I was told that the singularity could be removed by blowing up $\mathbb C^2$ at $0$ and then taking the quotient $Y:=Bl_0\mathbb C^2/{\mathbb Z_2}$.
We have $Bl_0\mathbb C^2=\mathcal O_{\mathbb CP^1}(-1)\subset \mathbb C^2\times \mathbb CP^1$ and the $\mathbb Z_2$-action on $\mathbb C^2$ extends to a $\mathbb Z_2$-action on $Bl_0\mathbb C^2$:
If $z\neq 0\in \mathbb C^2$, then $(z,[z])\mapsto (-z,[-z])=(-z,[z])$, where $[z]$ denotes the line through $z$.

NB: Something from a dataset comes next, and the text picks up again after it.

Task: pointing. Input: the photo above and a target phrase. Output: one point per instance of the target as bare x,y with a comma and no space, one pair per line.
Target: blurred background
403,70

If $z=0$, then $(0,l)\mapsto (0,l)$.
But why is the quotient $Y$ a manifold?
The idea would be to calculate charts for $Y$. We already have charts for $Bl_0\mathbb C^2$ given by the local trivializations of the line bundle $\mathcal O_{\mathbb CP^1}(-1)$. So the charts are of the form $U\times \mathbb C$ and the $\mathbb Z_2$ action fixes $U$ and flips $\mathbb C$.
How do I proceed from here?
Also: Is it true that first blowing up and then taking the quotient is the same as first taking the quotient and then blowing up?